Published February 3rd, 2021 - 10:30 GMT
Google to Pay $2.6 Million to Resolve Alleged Pay, Hiring Discrimination
To resolve the allegations, Google has agreed to pay $1.34 million in back pay and interest to 2,565 female employees and $1.23 million in back pay and interest to 1,757 female and 1,219 Asian applicants for software engineering positions who were not hired. (Shutterstock)
Internet behemoth Google LLC has reached a settlement agreement with the U.S. Department of Labor to pay $2.6 million to more than 5,500 workers and former job applicants to resolve allegations of employing hiring and compensation practices that disadvantaged women.
 

The department announced the settlement agreement on Monday that followed a routine compliance evaluation of the company by the department that found female software engineers at facilities in California and Washington were paid less than their male coworkers.

The audit also found the company discriminated against hiring women and Asian applicants as software engineers.

To resolve the allegations, Google has agreed to pay $1.34 million in back pay and interest to 2,565 female employees and $1.23 million in back pay and interest to 1,757 female and 1,219 Asian applicants for software engineering positions who were not hired.

"Pay discrimination remains a systemic problem," Office of Federal Contract Compliance Programs Director Jenny Yang said. "Employers must conduct regular pay equity audits to ensure that their compensation systems promote equal opportunity."

Google has also agreed to allocate a cash reserve of at least $1.25 million in pay-equity adjustments for the next five years for American engineer employees at its New York, California and Washington State locations where about 50% of its engineering professionals are staffed.

The Labor Department said it found Google has provided software engineering positions to only 51 women and 17 Asian applicants.

Google will also review its current hiring and compensation polices, procedures and practices, the department said.
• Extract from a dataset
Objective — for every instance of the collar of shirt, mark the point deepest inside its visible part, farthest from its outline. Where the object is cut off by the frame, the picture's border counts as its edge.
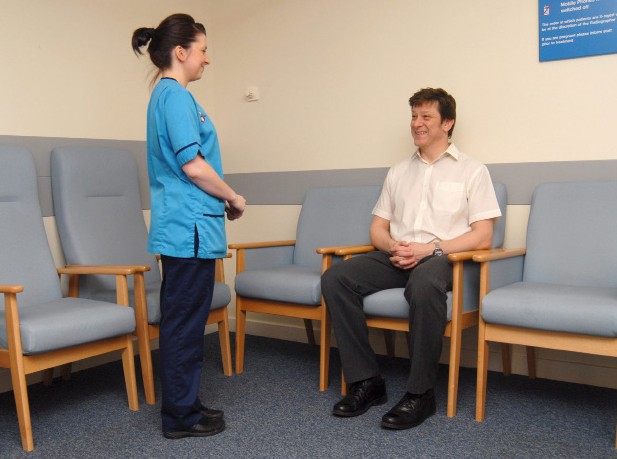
(451, 150)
Jane Suhr, regional director of the Office of Federal Contract Compliance Programs in San Francisco, said the department acknowledges Google's "willingness to engage in settlement discussion" to archive a quick resolution.

"The technology industry continues to be one of the region's largest and fastest growing employers," Suhr said. "Regardless of how complex or the size of the workforce, we remain committed to enforcing equal opportunity laws to ensure non-discrimination and equity in the workforce."